PTX- and DOX-loaded NLCs, as well as NLCs that have been surface modified with folic acid and stearic acid have also been investigated against cancer cells, including multi-drug resistant (MDR) cells (Zhang et al., 2008b). Indeed, PTX-NLCs demonstrated a high level of cytotoxicity in MCF-7 and MCF-7/ADR cells, whereas DOX-NLCs only showed a high level of cytotoxicity against MCF-7/ADR cells (Zhang et al., 2008b). The ability of PTX-NLCs and DOX-NLCs to reverse MDR was 34.3- and 6.4-fold greater than the free drugs, respectively (Zhang et al., 2008b). A similar trend in cytotoxicity was also observed using SKOV3 and SKOV3-TR30 cells, where DOX-NLCs and PTX-NLCs were 2.2- and 31.0-fold more effective at reversing drug resistance, respectively, than the free drugs (Zhang et al., 2008b). In addition, the surface modification of NLCs with folic and stearic acid further enhanced the cytotoxicity of PTX and DOX against cancer cells, including MDR cells (Zhang et al., 2008b).

Additionally, PTX has been incorporated into hyaluronic acid-coated NLCs (HA-NLCs) to improve nanoparticle specificity (Yang et al., 2013). It was demonstrated that PTX was released slowly from PTX-loaded HA-NLCs and these nanoparticles were more cytotoxic than standard PTX in three cancer cell lines (i.e., the B16, CT26, and HCT116 cell lines) (Yang et al., 2013). In vivo studies further showed that PTX-loaded HA-NLCs exhibited a higher anticancer efficacy and were better tolerated by B16-bearing Kumming mice compared to conventional PTX. This could be due to the prolonged circulation time of PTX-loaded HA-NLCs and the increased accumulation of these nanoparticles in the tumor (Yang et al., 2013).
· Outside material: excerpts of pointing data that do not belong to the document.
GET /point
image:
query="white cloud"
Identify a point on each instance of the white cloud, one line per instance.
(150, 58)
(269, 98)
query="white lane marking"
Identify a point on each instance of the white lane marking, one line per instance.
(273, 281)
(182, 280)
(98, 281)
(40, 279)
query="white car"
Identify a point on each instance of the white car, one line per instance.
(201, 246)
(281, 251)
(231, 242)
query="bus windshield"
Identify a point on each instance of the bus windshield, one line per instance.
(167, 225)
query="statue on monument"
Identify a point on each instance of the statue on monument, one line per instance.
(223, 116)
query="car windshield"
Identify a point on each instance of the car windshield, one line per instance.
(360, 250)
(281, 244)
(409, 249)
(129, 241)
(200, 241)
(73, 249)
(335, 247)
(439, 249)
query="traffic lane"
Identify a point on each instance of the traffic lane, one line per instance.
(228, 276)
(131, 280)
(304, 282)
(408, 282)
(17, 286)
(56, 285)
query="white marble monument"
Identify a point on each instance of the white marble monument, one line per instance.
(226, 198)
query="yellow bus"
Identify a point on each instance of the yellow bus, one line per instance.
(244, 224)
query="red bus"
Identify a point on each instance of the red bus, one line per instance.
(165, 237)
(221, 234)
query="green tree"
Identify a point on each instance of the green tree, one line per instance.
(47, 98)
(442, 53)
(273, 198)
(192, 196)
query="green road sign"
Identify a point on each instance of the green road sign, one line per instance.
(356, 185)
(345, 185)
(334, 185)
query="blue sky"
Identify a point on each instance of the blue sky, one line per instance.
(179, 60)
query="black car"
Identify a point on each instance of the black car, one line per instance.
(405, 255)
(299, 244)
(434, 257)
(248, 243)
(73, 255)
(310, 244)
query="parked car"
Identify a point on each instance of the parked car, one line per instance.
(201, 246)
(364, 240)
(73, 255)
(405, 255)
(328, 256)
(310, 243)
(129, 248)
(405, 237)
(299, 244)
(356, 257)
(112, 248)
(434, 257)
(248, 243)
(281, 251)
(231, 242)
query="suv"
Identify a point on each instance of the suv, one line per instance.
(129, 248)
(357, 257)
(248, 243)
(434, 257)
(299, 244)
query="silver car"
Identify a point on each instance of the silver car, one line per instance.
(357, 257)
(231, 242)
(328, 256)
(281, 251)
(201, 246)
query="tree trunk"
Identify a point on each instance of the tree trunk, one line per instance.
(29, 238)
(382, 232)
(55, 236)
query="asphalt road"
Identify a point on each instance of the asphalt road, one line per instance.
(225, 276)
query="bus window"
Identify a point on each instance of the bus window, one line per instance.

PEG-NLCs have also been prepared to encapsulate 10-hydroxycamptothecin (HCPT) and compared with free HCPT and HCPT encapsulated NLCs (HCPT-NLCs) (Zhang et al., 2008c). During in vitro studies, such PEGylated particles were able to accumulate within human lung adenocarcinoma epithelial A549 cells and, during in vivo studies, had longer circulation times and decreased uptake by the RES compared with free HCPT and unmodified HCPT-NLCs (Zhang et al., 2008c). Moreover, PEGylated HCPT-NLCs demonstrated superior antitumor efficacy against A549 lung cancer xenografts in vivo compared to free HCPT and unmodified HCPT-NLCs (Zhang et al., 2008c).